Dejé mi mano así, y me enfoqué en besarla. Me di cuenta que sus piernas estaban a mis costados. Pasé mi mano izquierda libre, por su pierna derecha. Eran unas piernas firmes. La acaricié. Subí mi mano y agarré su nalga. Sentí sus manos desabrochándome la camisa. Metió sus brazos y me abrazó. Me besó el pecho. Yo tenía una camisa debajo del uniforme. Metió sus manos bajo esa camisa y sentí las sentí cálidas. Es extraño, pero podía respirar mejor. Me acariciaba el pecho y yo soltaba un suspiro atrabancado. Apreté su nalga derecha y quise meter mi mano en su falda, para que mi palma no tuviera nada intermedio, para sentir su piel prohibida, la que no podría sentir más que en ese momento.
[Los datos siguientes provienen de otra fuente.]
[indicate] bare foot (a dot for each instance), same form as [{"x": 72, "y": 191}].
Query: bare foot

Pensé que me estaba aprovechando. Como quizá era mi última oportunidad, me estaba aprovechando para toquetearla. Eso no podía ser. Entonces saqué lentamente mi brazo derecho de su blusa, y retiré mi mano izquierda de su nalga. La abracé fuerte. Dejamos de besarnos. Permanecimos abrazados. Estábamos descansando de la pasión. Queríamos estar abrazados. Solos. Abrazados. Me sentí un aprovechado, pero era más la satisfacción que ese sentimiento de culpa se ahogó. De ella sólo podía ver su cabeza pegada a mi pecho. Seguramente estaba triste. Seguramente estaba arrepentida. Creí sentir unas gotas mi pecho. Eran lágrimas de ella. Eran lágrimas de arrepentimiento. Sentí que todo había acabado. Me provocó ver su rostro. Me moví, y la moví a ella. Y vi su cara, con los ojos cerrados y con una sonrisa. “Te amo, Gina”. “Yo también, Alex” me dijo sin abrir los ojos.